Practical hypothetical example
Suppose you are a contractor who averaged $8,000/month net over the prior 18 months. After the accident, you missed three months of work and collected only $1,000 total during that span. Your monthly lost earnings would be calculated as $8,000 − actual/month for each month missed (e.g., $8,000 − $333 = $7,667/month), adjusted for any saved expenses (materials you didn’t buy) and supported by cancelled contract emails, invoices, and bank records. If an expert projects a three-month recovery followed by partial permanent loss, that projection needs documented bases (past growth, client lists, average job values) to be persuasive.
Next steps you should take right now
- Seek immediate and ongoing medical care and keep every medical record and bill.
- Collect and preserve financial records (tax returns, P&Ls, bank statements, invoices, client messages, booking logs).
- Keep a contemporaneous diary of lost work, missed appointments, and efforts to mitigate.
- Photograph and save evidence of the accident scene and work left incomplete.

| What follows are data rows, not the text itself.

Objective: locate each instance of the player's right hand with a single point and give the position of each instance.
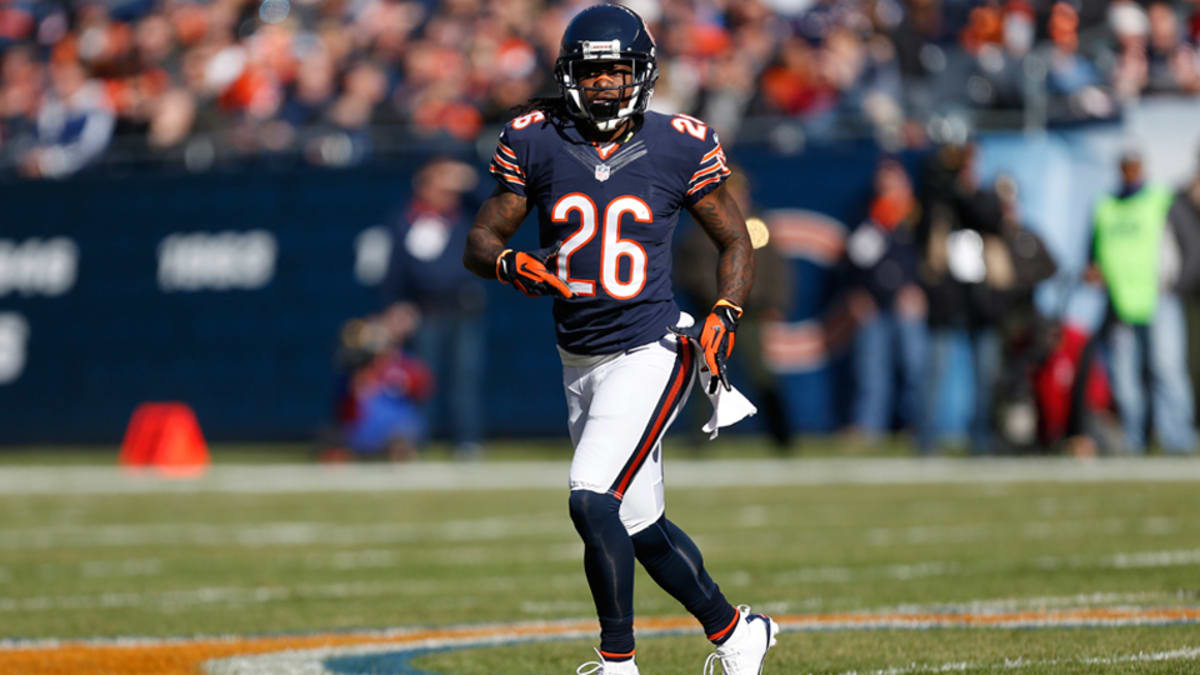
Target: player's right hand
(715, 339)
(527, 273)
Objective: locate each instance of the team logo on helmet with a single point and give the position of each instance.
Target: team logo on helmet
(606, 33)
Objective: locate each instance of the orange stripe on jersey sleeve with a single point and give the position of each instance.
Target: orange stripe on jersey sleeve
(507, 177)
(507, 165)
(706, 181)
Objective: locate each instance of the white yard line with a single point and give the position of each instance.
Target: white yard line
(237, 596)
(279, 533)
(552, 475)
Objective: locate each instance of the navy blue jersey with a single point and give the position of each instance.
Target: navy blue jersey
(615, 209)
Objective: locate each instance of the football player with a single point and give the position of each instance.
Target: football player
(609, 179)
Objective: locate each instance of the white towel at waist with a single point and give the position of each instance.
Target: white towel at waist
(729, 407)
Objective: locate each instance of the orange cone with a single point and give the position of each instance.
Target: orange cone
(167, 436)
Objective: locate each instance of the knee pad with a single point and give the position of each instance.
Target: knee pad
(592, 512)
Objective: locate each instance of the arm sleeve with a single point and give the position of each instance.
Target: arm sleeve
(709, 171)
(507, 167)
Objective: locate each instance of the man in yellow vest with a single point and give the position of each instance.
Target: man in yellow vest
(1137, 260)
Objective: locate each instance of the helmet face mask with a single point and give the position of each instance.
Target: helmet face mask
(603, 39)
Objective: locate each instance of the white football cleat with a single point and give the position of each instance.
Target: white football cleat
(745, 650)
(607, 667)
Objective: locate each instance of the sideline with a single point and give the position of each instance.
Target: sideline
(552, 475)
(393, 650)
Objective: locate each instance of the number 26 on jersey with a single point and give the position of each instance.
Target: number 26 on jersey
(612, 248)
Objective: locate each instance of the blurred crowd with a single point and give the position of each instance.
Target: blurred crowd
(946, 261)
(333, 79)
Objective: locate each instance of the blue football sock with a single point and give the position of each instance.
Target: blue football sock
(609, 563)
(673, 561)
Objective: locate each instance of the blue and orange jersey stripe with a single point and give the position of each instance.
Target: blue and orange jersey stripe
(672, 396)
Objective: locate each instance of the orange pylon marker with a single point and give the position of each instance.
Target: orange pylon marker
(165, 436)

- Consult a Maryland personal-injury attorney or a lawyer familiar with self-employment loss claims early to evaluate deadlines and strategy.
Helpful Hints
- Start documenting losses immediately—contemporaneous records carry more weight than retrospective estimates.
- Maintain separate business and personal bank accounts to make financial tracing easier.
- Keep pre-accident financial summaries (12–36 months) to show normal earning patterns.
- Save client cancellations, emails, and platform logs showing lost bookings. Screenshots are acceptable if backed up with originals.
- Don’t assume gross revenue equals lost earnings; calculate net income after ordinary expenses to show true economic loss.
- Ask your accountant to prepare a clean P&L and, if needed, an expert loss report early in the case.
- Document any steps you took to mitigate (offering subcontractors work, trying to do light duties, or accepting smaller jobs) so you aren’t accused of avoidable losses.
- Keep a medical activity log: date, symptoms, treatments, and restrictions. Link each period of limited work to a specific medical record.
- If the injury occurred while working, investigate workers’ compensation options in Maryland before filing a separate suit.
Disclaimer: This article explains general principles and practical steps under Maryland law to help you gather proof of lost earnings as a self-employed person. It is not legal advice. For advice about your specific situation, contact a licensed Maryland attorney who handles personal injury and economic-damages claims.